I am trying to extract data from a couple of websites using JAVA. I am connecting to a website that has a table. I need to extract the value from td elements.
The thing is that: - when I inspect the element in the browser I can see the element and its value in the source. - When I view the source code in the browser I get the JS.

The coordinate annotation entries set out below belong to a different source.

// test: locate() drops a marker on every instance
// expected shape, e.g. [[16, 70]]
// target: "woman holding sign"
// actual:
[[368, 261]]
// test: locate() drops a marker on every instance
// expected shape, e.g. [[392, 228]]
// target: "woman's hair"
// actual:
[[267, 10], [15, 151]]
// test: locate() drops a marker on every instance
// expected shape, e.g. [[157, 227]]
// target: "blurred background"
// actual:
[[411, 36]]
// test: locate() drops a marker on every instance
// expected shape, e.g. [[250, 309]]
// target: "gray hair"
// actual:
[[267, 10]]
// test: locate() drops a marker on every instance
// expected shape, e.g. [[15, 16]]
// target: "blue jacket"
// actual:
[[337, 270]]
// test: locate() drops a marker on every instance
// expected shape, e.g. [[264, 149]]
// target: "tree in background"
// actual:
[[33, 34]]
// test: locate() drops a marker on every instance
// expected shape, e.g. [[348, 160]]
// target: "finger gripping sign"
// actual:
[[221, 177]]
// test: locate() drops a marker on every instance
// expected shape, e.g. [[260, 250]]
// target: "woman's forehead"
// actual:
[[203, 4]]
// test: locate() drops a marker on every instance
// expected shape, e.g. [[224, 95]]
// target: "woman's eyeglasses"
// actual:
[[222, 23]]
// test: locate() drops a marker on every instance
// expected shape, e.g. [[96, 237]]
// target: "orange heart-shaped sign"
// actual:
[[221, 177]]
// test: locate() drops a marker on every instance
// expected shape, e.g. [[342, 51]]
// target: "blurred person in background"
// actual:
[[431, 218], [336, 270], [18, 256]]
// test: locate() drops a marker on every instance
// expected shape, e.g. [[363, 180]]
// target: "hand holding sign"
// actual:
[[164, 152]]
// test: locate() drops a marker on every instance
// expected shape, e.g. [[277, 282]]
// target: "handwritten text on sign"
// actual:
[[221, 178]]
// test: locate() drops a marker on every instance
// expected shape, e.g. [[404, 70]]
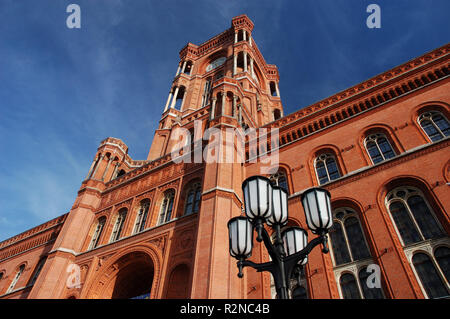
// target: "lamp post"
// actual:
[[265, 203]]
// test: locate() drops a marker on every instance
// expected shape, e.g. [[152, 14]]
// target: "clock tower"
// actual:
[[224, 79]]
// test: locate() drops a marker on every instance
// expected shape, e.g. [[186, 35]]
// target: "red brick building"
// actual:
[[159, 226]]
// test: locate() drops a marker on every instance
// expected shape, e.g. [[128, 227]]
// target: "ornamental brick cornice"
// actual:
[[33, 232], [402, 158], [368, 87]]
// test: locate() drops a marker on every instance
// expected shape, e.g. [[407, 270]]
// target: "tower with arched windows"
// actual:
[[157, 228]]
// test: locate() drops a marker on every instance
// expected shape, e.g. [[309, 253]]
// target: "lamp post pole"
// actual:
[[290, 249]]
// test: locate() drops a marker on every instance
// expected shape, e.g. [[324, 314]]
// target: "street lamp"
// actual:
[[265, 203]]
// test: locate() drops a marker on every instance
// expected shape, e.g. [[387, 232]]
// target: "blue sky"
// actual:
[[64, 90]]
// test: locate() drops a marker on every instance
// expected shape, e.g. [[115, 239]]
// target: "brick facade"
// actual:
[[226, 83]]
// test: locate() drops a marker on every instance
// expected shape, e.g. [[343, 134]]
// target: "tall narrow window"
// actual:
[[97, 233], [378, 148], [37, 271], [193, 199], [442, 255], [413, 217], [419, 231], [118, 225], [368, 292], [299, 291], [166, 207], [141, 217], [279, 179], [435, 125], [16, 278], [349, 287], [326, 168], [206, 92], [347, 238], [429, 276]]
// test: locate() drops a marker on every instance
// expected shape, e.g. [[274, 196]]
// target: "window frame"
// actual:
[[169, 195], [196, 189], [421, 117], [118, 225], [416, 191], [374, 138], [101, 221], [348, 213], [141, 216], [16, 278]]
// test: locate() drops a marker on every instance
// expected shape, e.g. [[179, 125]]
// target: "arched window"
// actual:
[[16, 278], [378, 147], [435, 125], [347, 238], [356, 287], [442, 255], [299, 290], [279, 179], [118, 225], [206, 92], [37, 271], [166, 207], [193, 197], [429, 276], [412, 215], [349, 287], [276, 114], [368, 292], [420, 232], [97, 233], [273, 89], [141, 217], [120, 173], [326, 168]]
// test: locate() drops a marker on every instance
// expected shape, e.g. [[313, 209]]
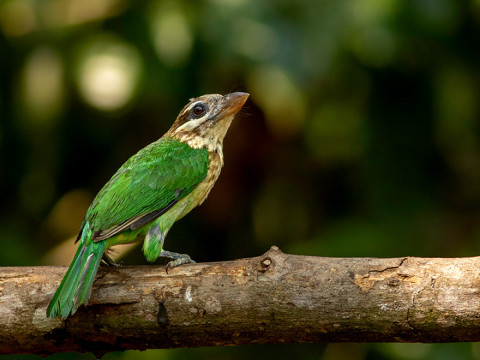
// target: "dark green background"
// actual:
[[361, 136]]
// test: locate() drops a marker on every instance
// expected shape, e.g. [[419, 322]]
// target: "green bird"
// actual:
[[155, 187]]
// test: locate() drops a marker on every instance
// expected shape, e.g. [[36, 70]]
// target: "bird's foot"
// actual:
[[110, 262], [175, 259]]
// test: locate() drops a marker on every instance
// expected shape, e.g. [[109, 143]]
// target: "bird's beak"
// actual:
[[232, 104]]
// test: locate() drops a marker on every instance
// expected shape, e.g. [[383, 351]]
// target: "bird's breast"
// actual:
[[214, 169]]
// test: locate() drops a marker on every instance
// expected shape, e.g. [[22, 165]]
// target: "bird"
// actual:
[[151, 191]]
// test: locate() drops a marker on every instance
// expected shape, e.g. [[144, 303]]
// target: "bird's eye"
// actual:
[[198, 110]]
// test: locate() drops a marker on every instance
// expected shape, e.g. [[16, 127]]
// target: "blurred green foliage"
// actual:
[[361, 136]]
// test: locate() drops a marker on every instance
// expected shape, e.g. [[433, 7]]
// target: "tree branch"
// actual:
[[273, 298]]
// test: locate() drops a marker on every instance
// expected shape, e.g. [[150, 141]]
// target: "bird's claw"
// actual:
[[176, 259]]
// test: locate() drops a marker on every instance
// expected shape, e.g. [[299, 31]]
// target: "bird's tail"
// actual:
[[76, 285]]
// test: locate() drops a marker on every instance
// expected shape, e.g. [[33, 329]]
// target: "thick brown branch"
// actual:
[[273, 298]]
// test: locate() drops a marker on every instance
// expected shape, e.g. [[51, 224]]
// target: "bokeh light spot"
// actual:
[[108, 73]]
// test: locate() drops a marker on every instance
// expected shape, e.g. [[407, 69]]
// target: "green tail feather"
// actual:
[[76, 285]]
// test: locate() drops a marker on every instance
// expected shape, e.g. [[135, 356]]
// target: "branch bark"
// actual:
[[273, 298]]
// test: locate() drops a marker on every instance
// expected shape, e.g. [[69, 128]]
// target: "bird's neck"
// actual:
[[210, 138]]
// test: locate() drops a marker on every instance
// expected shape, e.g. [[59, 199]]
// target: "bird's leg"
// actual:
[[175, 259], [109, 261]]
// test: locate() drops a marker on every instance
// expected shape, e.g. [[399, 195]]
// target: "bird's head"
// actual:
[[204, 121]]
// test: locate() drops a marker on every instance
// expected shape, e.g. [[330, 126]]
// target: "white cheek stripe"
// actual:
[[192, 124]]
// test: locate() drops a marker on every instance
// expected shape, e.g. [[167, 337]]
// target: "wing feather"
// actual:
[[146, 186]]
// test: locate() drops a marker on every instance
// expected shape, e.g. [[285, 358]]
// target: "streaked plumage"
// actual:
[[153, 189]]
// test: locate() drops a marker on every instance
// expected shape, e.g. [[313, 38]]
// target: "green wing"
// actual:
[[146, 186]]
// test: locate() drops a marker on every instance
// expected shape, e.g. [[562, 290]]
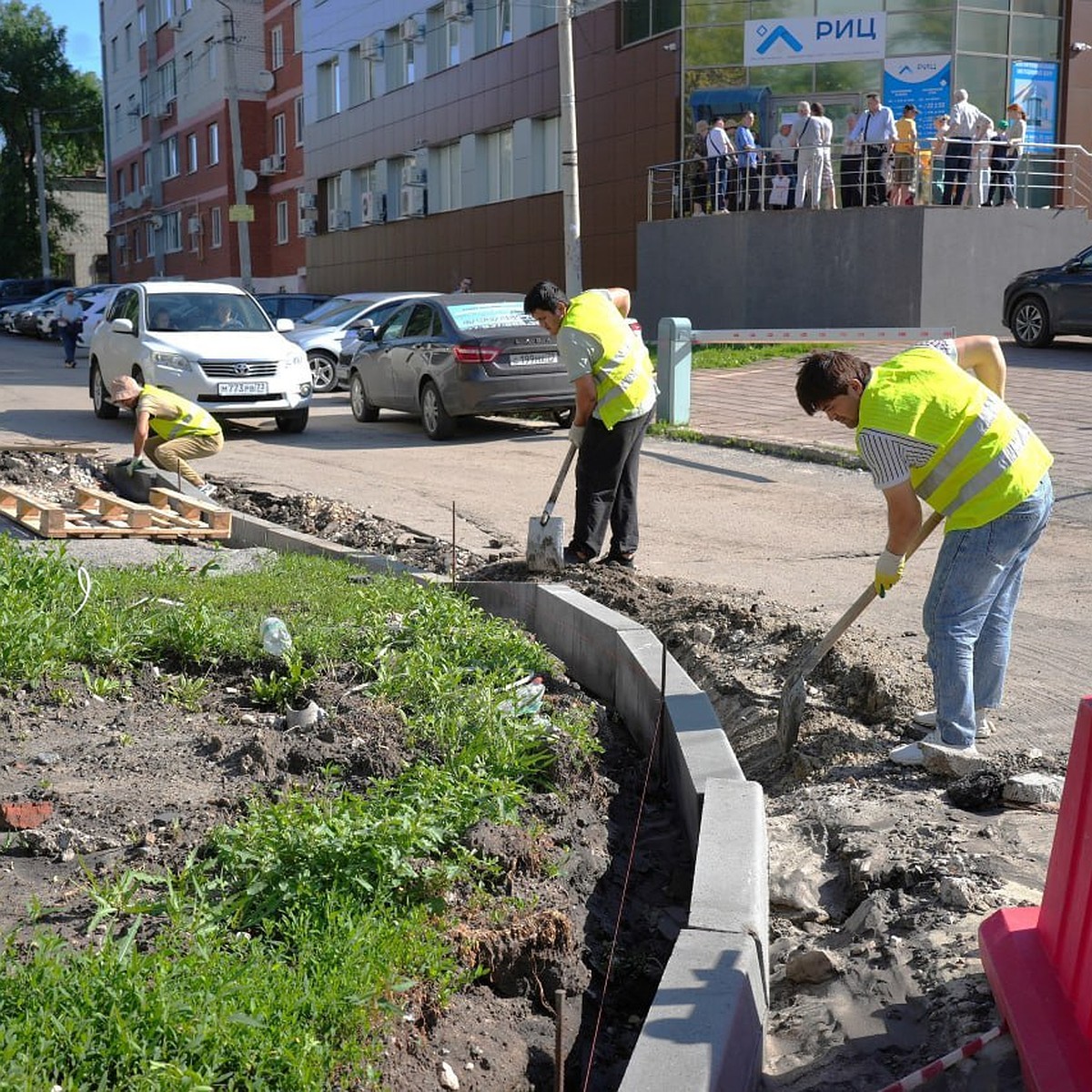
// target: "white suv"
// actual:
[[211, 343]]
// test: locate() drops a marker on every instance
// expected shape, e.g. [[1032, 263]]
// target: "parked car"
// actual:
[[289, 305], [447, 358], [1040, 304], [173, 333], [46, 317], [25, 316], [93, 315], [321, 331]]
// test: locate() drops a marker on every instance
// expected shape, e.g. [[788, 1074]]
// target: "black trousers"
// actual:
[[606, 486], [875, 183]]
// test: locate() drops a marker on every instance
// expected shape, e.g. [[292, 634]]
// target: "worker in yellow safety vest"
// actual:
[[615, 397], [183, 430], [932, 424]]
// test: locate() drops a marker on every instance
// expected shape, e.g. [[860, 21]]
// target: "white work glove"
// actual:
[[888, 571]]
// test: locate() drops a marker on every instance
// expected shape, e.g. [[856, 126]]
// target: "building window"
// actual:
[[498, 150], [360, 82], [172, 233], [329, 88], [169, 157], [446, 177]]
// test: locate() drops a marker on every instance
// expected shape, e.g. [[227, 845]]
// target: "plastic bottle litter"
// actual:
[[277, 640]]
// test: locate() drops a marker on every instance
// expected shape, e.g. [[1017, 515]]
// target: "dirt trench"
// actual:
[[878, 880]]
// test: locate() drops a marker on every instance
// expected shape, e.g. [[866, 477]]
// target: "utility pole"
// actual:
[[236, 131], [39, 172], [571, 174]]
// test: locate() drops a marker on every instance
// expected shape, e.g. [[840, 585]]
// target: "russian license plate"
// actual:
[[532, 361], [225, 389]]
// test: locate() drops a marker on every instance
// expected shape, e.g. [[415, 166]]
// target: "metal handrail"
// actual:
[[1057, 176]]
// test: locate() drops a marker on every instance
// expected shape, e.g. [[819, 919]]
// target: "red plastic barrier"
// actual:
[[1038, 959]]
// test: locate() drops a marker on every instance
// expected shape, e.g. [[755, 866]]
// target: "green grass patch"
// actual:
[[281, 955]]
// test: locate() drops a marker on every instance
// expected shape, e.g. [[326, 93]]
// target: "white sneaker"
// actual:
[[927, 719], [915, 753]]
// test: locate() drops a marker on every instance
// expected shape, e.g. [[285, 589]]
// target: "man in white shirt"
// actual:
[[875, 129], [716, 142], [961, 126]]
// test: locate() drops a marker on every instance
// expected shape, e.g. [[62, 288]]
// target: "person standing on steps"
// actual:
[[932, 424], [616, 396], [169, 430], [69, 325]]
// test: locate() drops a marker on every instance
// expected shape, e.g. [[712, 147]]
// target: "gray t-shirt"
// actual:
[[579, 350]]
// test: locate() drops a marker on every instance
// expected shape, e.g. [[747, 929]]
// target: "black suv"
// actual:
[[22, 290]]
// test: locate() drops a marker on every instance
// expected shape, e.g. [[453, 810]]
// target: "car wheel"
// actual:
[[103, 409], [363, 410], [294, 421], [438, 423], [1031, 325], [323, 371]]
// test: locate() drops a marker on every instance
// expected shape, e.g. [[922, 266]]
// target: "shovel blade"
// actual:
[[546, 544]]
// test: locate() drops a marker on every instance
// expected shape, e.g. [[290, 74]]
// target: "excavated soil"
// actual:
[[879, 875]]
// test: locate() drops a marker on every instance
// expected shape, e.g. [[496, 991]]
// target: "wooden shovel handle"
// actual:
[[864, 599]]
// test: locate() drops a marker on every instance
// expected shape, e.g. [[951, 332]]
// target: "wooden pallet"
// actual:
[[97, 514]]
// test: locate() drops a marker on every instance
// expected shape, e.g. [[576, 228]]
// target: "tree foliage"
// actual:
[[34, 72]]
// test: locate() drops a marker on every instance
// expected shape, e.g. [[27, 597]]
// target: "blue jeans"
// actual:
[[969, 610]]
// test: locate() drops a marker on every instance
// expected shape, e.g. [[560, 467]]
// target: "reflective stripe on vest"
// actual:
[[191, 420], [623, 374], [982, 469]]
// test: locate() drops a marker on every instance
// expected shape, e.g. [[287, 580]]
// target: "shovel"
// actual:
[[546, 532], [795, 696]]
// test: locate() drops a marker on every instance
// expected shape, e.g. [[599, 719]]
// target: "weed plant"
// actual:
[[279, 956]]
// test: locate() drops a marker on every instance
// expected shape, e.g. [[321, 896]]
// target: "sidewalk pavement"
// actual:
[[1051, 386]]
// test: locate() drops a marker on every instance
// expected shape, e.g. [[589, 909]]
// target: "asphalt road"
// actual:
[[803, 533]]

I am using URL from JAVA jdk 1.8 and when the code below runs I get the unrendered JS instead of the elements the site shows when you visit it.
import java.net.URL;
import java.net.URLConnection;
URL url = new URL("https://www.example.com");
URLConnection conn = url.openConnection();
conn.setRequestProperty("User-Agent", "Mozilla/5.0 (Windows; U; Windows NT 6.1; en-GB; rv:1.9.2.13) Gecko/20101203 Firefox/3.6.13 (.NET CLR 3.5.30729)");
BufferedReader in = new BufferedReader(new InputStreamReader(conn.getInputStream(), "UTF-8"));
while ((f = in.readLine()) != null) {
builder.append(f);
}
alltext = builder.toString();
if (alltext.contains("<td colspan="1">Something</td>")) {
...Do something
}
The reason is that the element your saw were created by javascript
and you can not get these element directly.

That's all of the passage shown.